L’engouement monte d’un cran à Abobo
A la maison de la presse située à proximité du palais présidentiel, un autre centre a été aménagé dans les locaux de l’Union nationale des journalistes de Côte d’Ivoire (UNJCI). Hommes et femmes des médias, de la communication et de l’audiovisuelle sont venus ce vendredi 12 juin 2020, avec des membres de leur famille, se faire établir leurs cartes. Le centre installé depuis plusieurs jours reçoit en moyenne près de 20 requérants par jour selon Véronique, agente de l’Oneci. «Le centre existe depuis trois semaines. Nos équipes se relaient chaque semaine. L’enrôlement ici à la maison de la presse prend fin le 16 juin 2020.», a informé Véronique, une agente de l’Oneci.
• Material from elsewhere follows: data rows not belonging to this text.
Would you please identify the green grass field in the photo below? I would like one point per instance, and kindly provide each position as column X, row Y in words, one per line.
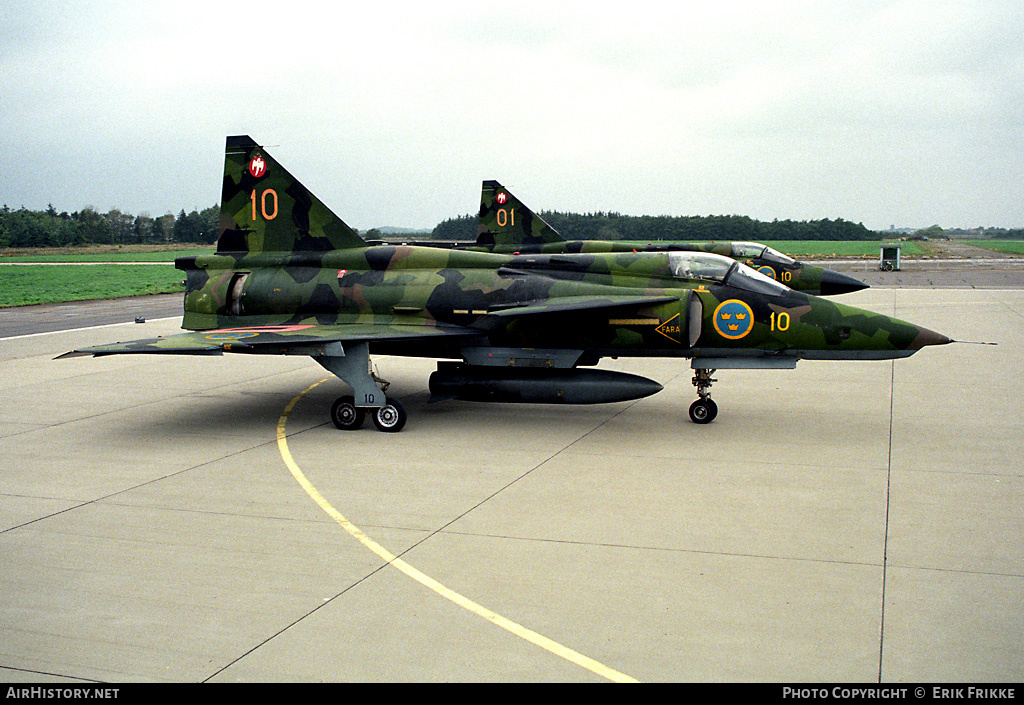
column 1008, row 246
column 70, row 255
column 27, row 285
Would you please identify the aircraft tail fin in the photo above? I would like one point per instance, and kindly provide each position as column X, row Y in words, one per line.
column 506, row 222
column 263, row 208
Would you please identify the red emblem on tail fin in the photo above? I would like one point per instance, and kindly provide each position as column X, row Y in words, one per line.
column 257, row 166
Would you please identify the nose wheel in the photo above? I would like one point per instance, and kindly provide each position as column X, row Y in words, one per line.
column 704, row 410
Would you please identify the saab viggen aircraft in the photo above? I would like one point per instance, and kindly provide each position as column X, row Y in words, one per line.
column 289, row 277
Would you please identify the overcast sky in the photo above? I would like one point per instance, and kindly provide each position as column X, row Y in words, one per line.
column 893, row 112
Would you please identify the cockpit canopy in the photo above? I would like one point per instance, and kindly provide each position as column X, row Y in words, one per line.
column 759, row 251
column 716, row 268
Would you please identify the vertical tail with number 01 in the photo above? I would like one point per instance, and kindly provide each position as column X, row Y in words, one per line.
column 506, row 223
column 265, row 209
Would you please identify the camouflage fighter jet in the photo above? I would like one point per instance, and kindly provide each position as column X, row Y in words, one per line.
column 507, row 224
column 289, row 277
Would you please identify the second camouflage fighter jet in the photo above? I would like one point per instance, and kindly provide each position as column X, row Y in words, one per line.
column 289, row 277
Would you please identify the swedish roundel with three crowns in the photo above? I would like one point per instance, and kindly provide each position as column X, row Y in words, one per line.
column 733, row 319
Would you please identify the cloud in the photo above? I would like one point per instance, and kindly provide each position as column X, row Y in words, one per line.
column 393, row 113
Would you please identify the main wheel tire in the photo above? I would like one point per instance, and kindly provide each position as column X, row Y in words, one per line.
column 390, row 418
column 704, row 411
column 346, row 415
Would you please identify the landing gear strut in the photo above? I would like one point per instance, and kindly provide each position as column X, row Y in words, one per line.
column 351, row 364
column 704, row 410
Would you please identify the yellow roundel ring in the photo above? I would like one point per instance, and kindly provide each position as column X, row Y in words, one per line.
column 733, row 319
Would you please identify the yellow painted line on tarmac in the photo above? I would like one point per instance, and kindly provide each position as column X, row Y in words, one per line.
column 423, row 579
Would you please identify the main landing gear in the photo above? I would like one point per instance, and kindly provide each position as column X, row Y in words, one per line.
column 704, row 410
column 389, row 418
column 351, row 364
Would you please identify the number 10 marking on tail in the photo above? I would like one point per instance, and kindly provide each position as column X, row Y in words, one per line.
column 781, row 323
column 268, row 196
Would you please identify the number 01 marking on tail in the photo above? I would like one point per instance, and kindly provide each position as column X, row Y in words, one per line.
column 267, row 204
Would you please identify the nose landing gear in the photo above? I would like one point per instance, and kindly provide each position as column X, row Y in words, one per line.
column 704, row 410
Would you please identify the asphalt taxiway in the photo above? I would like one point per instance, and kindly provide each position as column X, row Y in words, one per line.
column 175, row 519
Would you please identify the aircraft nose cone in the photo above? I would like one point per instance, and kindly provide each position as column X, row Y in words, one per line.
column 929, row 337
column 835, row 283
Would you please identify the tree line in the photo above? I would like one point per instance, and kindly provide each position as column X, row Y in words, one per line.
column 24, row 227
column 681, row 227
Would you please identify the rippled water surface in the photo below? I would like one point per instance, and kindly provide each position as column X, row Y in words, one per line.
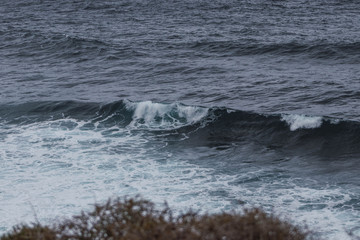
column 210, row 105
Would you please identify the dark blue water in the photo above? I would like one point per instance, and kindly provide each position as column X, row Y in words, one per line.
column 211, row 105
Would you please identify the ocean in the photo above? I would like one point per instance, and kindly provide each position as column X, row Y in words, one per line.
column 209, row 105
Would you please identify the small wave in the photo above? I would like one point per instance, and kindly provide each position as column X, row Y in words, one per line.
column 301, row 121
column 313, row 50
column 159, row 115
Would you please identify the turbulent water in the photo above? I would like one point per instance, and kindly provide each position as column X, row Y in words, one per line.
column 212, row 105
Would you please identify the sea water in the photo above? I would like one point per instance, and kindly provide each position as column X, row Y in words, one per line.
column 209, row 105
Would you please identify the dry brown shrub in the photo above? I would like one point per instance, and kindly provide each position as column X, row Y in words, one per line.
column 135, row 219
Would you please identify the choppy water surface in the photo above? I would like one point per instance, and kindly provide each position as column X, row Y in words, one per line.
column 211, row 105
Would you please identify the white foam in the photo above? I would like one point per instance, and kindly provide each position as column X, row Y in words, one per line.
column 297, row 121
column 51, row 171
column 158, row 115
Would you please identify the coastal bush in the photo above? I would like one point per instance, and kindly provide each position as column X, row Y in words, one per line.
column 136, row 219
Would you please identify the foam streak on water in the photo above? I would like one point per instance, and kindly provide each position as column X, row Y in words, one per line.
column 61, row 165
column 199, row 103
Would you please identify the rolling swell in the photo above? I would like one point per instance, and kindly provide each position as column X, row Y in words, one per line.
column 302, row 135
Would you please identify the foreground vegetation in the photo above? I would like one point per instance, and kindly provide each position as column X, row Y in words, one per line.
column 135, row 219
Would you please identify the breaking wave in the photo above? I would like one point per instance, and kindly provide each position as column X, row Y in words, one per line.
column 202, row 126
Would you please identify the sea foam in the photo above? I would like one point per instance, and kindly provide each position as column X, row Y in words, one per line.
column 296, row 121
column 158, row 115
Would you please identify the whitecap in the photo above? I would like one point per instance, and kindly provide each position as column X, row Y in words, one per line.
column 298, row 121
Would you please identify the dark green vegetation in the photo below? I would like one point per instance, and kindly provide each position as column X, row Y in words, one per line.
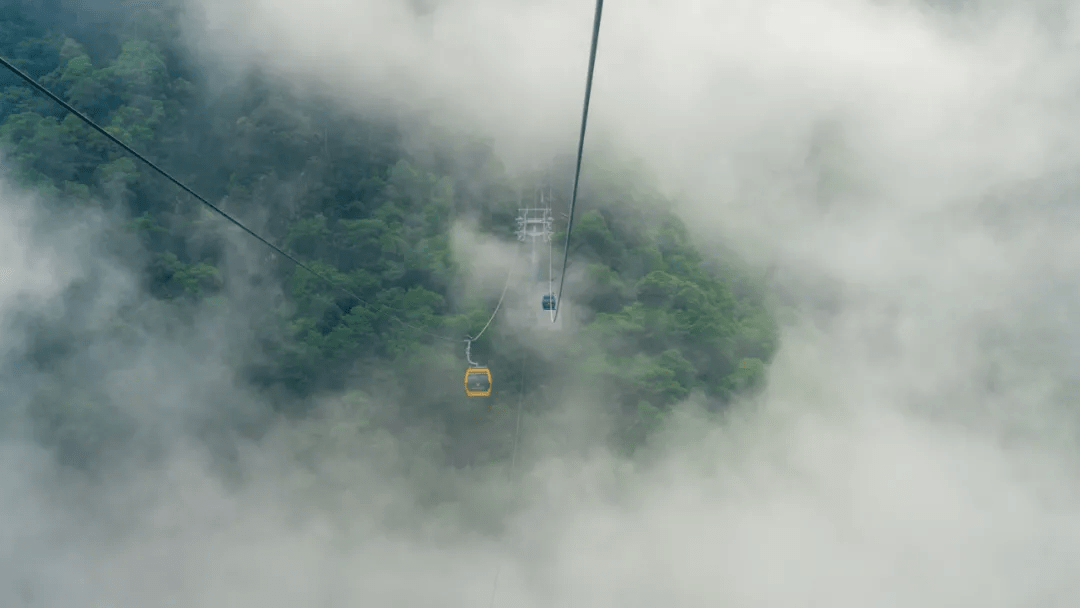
column 341, row 193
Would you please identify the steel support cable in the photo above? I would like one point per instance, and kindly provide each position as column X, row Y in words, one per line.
column 498, row 305
column 181, row 186
column 581, row 145
column 513, row 467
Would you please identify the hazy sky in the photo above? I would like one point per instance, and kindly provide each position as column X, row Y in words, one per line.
column 916, row 445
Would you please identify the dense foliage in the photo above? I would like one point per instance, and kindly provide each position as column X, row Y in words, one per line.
column 340, row 193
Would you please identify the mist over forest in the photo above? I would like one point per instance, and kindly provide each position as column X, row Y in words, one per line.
column 815, row 345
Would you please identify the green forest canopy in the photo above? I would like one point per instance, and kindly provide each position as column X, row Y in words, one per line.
column 340, row 193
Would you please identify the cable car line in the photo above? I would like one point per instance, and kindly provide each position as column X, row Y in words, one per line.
column 499, row 304
column 180, row 185
column 581, row 145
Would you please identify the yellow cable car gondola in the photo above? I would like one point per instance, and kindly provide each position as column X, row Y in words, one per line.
column 477, row 379
column 478, row 382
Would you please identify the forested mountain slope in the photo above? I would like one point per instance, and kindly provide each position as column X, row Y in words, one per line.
column 342, row 194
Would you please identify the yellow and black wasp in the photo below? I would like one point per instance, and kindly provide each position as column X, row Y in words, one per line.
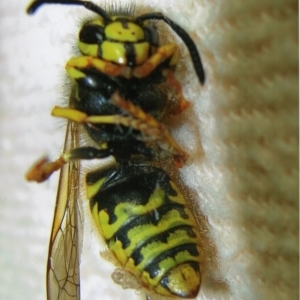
column 124, row 87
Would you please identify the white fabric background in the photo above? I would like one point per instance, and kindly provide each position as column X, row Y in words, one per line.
column 241, row 134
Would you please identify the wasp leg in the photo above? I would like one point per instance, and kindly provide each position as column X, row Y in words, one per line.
column 75, row 67
column 164, row 52
column 154, row 133
column 44, row 168
column 181, row 104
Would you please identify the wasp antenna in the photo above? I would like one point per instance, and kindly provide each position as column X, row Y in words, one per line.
column 87, row 4
column 185, row 38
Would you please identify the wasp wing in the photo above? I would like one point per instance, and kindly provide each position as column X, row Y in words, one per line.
column 63, row 276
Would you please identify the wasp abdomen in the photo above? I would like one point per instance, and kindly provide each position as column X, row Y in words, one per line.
column 144, row 219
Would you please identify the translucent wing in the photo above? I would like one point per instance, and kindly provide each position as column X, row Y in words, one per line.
column 63, row 277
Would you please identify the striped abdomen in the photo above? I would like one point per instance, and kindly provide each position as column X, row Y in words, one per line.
column 145, row 221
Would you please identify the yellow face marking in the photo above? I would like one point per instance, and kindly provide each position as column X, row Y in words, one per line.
column 88, row 49
column 141, row 51
column 129, row 33
column 99, row 22
column 114, row 52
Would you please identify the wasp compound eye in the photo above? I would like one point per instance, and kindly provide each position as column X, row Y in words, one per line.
column 91, row 34
column 151, row 35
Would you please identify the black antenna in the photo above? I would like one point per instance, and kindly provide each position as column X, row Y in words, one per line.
column 185, row 38
column 87, row 4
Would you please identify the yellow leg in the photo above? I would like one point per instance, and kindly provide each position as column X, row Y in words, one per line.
column 181, row 103
column 43, row 168
column 164, row 52
column 153, row 132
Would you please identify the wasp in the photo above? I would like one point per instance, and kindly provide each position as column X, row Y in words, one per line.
column 124, row 87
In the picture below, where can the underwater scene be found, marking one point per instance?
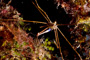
(44, 29)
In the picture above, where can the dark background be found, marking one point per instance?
(29, 12)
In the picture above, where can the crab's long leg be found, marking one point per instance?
(69, 43)
(42, 11)
(44, 31)
(64, 24)
(23, 21)
(57, 41)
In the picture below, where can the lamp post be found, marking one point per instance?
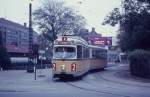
(30, 67)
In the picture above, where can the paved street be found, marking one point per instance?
(114, 81)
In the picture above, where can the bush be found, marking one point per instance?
(140, 63)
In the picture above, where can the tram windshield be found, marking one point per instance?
(64, 52)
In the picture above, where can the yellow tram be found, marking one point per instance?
(73, 56)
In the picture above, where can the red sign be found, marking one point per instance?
(101, 40)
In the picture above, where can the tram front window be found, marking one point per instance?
(64, 52)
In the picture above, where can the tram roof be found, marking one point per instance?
(79, 40)
(76, 39)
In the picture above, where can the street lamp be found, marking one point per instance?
(30, 67)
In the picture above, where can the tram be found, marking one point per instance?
(73, 56)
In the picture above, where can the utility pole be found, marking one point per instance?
(30, 67)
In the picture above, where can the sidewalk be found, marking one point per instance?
(20, 80)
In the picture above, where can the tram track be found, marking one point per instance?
(97, 91)
(102, 77)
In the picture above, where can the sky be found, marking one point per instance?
(94, 12)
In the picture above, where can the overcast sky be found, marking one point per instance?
(93, 10)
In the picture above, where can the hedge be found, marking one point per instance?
(140, 63)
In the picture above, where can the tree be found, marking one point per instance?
(134, 25)
(55, 18)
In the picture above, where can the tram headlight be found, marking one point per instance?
(73, 67)
(54, 66)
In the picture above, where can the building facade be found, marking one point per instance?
(15, 38)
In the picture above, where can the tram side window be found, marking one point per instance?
(86, 53)
(99, 54)
(79, 51)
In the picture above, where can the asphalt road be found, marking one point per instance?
(114, 81)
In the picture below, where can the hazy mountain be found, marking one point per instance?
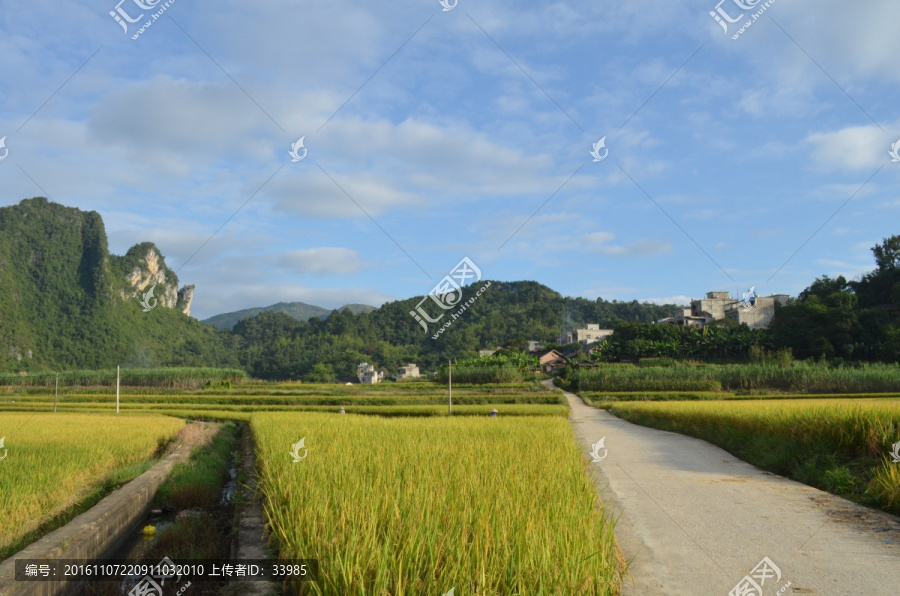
(297, 310)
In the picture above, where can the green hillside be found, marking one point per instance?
(296, 310)
(66, 303)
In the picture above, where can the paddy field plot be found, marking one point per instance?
(53, 460)
(420, 506)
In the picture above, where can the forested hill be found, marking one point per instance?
(66, 303)
(507, 313)
(297, 310)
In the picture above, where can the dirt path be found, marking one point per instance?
(696, 520)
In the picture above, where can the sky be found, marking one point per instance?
(431, 133)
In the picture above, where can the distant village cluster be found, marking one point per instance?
(367, 374)
(756, 314)
(719, 305)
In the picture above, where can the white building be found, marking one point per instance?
(587, 336)
(367, 374)
(410, 370)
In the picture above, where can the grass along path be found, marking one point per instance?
(696, 519)
(839, 445)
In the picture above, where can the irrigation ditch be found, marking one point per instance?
(198, 502)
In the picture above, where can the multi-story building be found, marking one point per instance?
(410, 370)
(760, 314)
(587, 336)
(367, 374)
(719, 305)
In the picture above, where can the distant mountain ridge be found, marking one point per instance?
(297, 310)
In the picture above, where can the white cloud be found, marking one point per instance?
(600, 242)
(851, 148)
(321, 261)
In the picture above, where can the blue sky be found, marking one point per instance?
(434, 135)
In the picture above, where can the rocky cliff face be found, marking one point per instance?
(146, 269)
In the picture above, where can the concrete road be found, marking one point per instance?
(696, 520)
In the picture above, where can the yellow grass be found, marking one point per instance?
(420, 506)
(54, 459)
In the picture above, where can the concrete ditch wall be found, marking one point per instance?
(95, 532)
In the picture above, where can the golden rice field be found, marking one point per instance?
(52, 460)
(423, 505)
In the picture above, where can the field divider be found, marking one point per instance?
(95, 533)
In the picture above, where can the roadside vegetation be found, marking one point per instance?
(796, 377)
(422, 506)
(838, 445)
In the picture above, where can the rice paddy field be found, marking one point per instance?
(423, 506)
(841, 445)
(396, 497)
(53, 461)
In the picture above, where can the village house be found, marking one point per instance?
(720, 305)
(552, 361)
(367, 374)
(587, 336)
(410, 370)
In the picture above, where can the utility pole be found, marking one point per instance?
(449, 387)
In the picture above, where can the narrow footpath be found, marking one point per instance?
(695, 520)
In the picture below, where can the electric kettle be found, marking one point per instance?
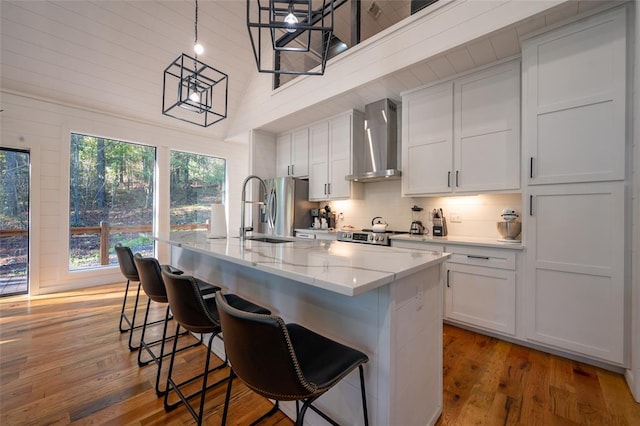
(416, 228)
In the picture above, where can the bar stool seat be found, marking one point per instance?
(130, 272)
(284, 362)
(197, 315)
(149, 270)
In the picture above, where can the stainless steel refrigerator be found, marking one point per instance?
(288, 204)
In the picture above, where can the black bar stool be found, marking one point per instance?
(150, 274)
(294, 363)
(130, 272)
(197, 315)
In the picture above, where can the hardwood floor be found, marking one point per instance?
(62, 361)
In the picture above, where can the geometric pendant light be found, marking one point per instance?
(193, 91)
(289, 36)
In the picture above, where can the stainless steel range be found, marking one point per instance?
(366, 236)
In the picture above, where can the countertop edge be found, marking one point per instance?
(331, 286)
(462, 241)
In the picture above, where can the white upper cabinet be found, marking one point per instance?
(463, 135)
(318, 160)
(574, 89)
(331, 147)
(486, 142)
(292, 153)
(427, 131)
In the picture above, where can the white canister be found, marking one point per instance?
(217, 222)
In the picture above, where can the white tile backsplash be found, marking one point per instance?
(478, 213)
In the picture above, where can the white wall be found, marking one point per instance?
(44, 128)
(633, 374)
(418, 38)
(478, 213)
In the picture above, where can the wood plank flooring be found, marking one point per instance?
(62, 361)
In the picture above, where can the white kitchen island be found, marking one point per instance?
(384, 301)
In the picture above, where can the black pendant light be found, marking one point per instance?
(299, 36)
(193, 91)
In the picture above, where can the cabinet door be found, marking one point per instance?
(300, 153)
(487, 130)
(318, 161)
(283, 155)
(575, 268)
(483, 297)
(340, 156)
(574, 101)
(427, 132)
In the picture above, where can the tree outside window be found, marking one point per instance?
(196, 182)
(111, 199)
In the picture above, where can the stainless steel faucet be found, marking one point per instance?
(245, 229)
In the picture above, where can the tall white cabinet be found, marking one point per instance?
(574, 151)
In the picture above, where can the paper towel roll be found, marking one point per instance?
(217, 222)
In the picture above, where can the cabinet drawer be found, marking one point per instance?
(502, 259)
(417, 245)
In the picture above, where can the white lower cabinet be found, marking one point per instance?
(480, 285)
(483, 297)
(481, 288)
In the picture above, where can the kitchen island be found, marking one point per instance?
(383, 301)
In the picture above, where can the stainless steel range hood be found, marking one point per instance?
(380, 149)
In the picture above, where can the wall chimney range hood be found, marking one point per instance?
(379, 156)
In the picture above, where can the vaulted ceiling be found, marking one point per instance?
(109, 56)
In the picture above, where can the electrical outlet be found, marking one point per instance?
(419, 298)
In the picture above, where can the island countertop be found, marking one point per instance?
(345, 268)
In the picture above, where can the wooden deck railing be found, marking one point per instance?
(105, 229)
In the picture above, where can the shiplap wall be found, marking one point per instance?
(454, 37)
(44, 128)
(633, 374)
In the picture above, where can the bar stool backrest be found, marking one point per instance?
(260, 351)
(187, 304)
(125, 260)
(151, 278)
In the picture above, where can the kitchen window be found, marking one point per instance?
(111, 200)
(195, 183)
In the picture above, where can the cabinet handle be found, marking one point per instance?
(470, 256)
(531, 167)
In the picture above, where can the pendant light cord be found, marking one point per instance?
(196, 24)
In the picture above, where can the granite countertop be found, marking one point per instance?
(346, 268)
(468, 241)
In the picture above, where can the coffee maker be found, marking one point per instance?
(323, 218)
(315, 218)
(416, 227)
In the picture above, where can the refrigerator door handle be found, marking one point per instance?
(272, 210)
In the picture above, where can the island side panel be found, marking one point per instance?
(362, 322)
(416, 355)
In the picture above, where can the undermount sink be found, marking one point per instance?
(268, 240)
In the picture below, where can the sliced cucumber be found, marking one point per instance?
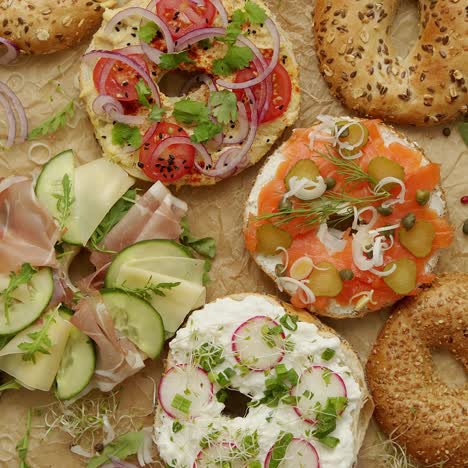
(29, 301)
(136, 319)
(78, 361)
(144, 250)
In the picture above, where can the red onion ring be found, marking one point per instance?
(12, 51)
(131, 63)
(18, 108)
(268, 70)
(149, 15)
(107, 105)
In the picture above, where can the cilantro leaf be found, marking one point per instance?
(156, 114)
(148, 31)
(123, 134)
(224, 106)
(143, 92)
(236, 58)
(54, 123)
(171, 61)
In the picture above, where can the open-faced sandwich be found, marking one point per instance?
(347, 217)
(189, 92)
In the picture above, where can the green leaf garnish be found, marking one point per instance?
(54, 123)
(123, 134)
(24, 276)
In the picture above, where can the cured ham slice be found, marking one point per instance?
(156, 215)
(118, 358)
(27, 231)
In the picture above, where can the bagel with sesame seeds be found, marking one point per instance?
(48, 26)
(413, 405)
(362, 68)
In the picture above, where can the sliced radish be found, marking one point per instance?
(218, 454)
(256, 344)
(185, 391)
(315, 386)
(299, 454)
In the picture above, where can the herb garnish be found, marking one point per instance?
(24, 276)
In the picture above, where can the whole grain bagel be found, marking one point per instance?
(47, 26)
(412, 404)
(362, 69)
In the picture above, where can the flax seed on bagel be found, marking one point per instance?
(362, 69)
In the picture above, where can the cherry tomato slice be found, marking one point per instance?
(183, 16)
(281, 90)
(121, 80)
(174, 162)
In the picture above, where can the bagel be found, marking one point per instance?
(362, 289)
(141, 160)
(215, 323)
(362, 69)
(412, 404)
(47, 26)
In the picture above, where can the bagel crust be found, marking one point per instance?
(363, 71)
(47, 26)
(412, 405)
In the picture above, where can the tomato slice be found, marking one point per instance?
(183, 16)
(174, 162)
(121, 80)
(281, 90)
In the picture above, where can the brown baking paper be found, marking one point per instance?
(46, 84)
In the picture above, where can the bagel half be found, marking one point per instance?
(413, 406)
(361, 417)
(267, 133)
(268, 263)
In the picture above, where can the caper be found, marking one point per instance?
(385, 210)
(330, 182)
(422, 196)
(346, 275)
(408, 221)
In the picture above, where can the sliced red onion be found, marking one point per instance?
(97, 54)
(149, 15)
(107, 105)
(12, 51)
(198, 35)
(268, 70)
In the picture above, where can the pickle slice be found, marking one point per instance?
(270, 237)
(381, 167)
(304, 168)
(403, 279)
(325, 282)
(418, 240)
(355, 134)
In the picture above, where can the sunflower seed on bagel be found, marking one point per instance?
(424, 414)
(362, 69)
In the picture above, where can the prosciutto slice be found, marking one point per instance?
(117, 357)
(156, 215)
(27, 231)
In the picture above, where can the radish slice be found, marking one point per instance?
(316, 385)
(185, 391)
(299, 453)
(218, 454)
(256, 345)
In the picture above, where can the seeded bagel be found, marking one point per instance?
(363, 71)
(47, 26)
(412, 404)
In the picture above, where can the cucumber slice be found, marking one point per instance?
(144, 250)
(77, 364)
(30, 301)
(136, 319)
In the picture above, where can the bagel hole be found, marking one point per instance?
(172, 83)
(235, 405)
(447, 368)
(403, 31)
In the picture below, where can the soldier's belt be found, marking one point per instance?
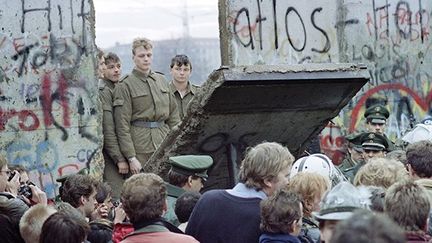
(147, 124)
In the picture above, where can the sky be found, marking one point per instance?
(122, 21)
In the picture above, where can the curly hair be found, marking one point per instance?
(380, 172)
(280, 211)
(143, 197)
(76, 186)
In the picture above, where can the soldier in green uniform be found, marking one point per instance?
(374, 145)
(116, 166)
(355, 152)
(376, 121)
(187, 173)
(182, 89)
(144, 108)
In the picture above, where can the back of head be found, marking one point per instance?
(264, 161)
(63, 228)
(143, 197)
(76, 186)
(407, 203)
(185, 205)
(280, 211)
(32, 221)
(381, 172)
(318, 163)
(309, 186)
(419, 158)
(364, 227)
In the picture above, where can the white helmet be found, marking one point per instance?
(321, 164)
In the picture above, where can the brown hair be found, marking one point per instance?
(419, 157)
(264, 161)
(76, 186)
(63, 228)
(31, 222)
(381, 172)
(144, 42)
(279, 211)
(407, 203)
(309, 186)
(143, 197)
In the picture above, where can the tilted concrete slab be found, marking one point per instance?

A Abobo, l’engouement est monté d’un cran. A l’instar des différents commissariats des communes du district d’Abidjan, devenus des centres d’enrôlement, à Abobo ( commune à l’est d’Abidjan ) les commissariats du 13ème, 14ème , 15ème , 32ème , 34ème …. qui reçoivent des demandeurs depuis près de trois mois, ont été aménagés et équipés en centre d’enrôlement par les autorités. A ces centres s’ajoutent, les chefferies d’Agbekoi, d’Abobo Baoulé et d’Aboboté.
Des demandeurs satisfaits
Au commissariat du 13ème arrondissement de la commune, de nombreux requérants sont assis sur un muret de la parcelle de fleurs, longeant la clôture de l’institution. Certains sont arrivés à 5h, d’autres plus tôt que prévu. Leur attroupement devenant de plus en plus grand, le nombre effrayant de postulants suscitait, interrogation et suspicion chez un agent de police. Ce dernier les somme de quitter les lieux, au risque d’endommager les fleurs. «Vous êtes trop nombreux, ce n’est pas bon signe, je veux vous voir tous de l’autre côté», ordonne le policier. M. Sedi est fonctionnaire, une permission lui a été accordée par sa hiérarchie, ce mercredi 11 juin 2020 pour son enrôlement. Depuis 6h 30 min, il est ponctuel sur les lieux. Mais, il est inscrit 115ème sur une liste ouverte pour la journée. Jusqu’à 15h (GMT), il n’avait pas encore traversé le portail pour espérer se faire enrôler. «Je suis venu très tôt le matin croyant pouvoir me faire enrôler, mais c’est peine perdue. Je serai obligé de revenir une autre fois.», affirme-t-il tout désespéré. Des demandeurs satisfaits sortent au fur et à mesure du commissariat, avec leur récépissé, la joie sur le visage. On le voit bien, les centres d’enrôlement ne désemplissent plus, à différents endroits de la capitale économique. Leurs nombre s’est certes accru par la volonté des pouvoirs publics. Mais, l’intérêt porté au renouvellement de la petite carte par les abidjanais, est plus manifeste qu’il ne l’était il y a peu. Autant dire que les campagnes d’exhortation des populations, à aller se faire enrôler pour l’établissement comme le renouvellement de leur carte d’identité, sont en train de produire l’effet escompté.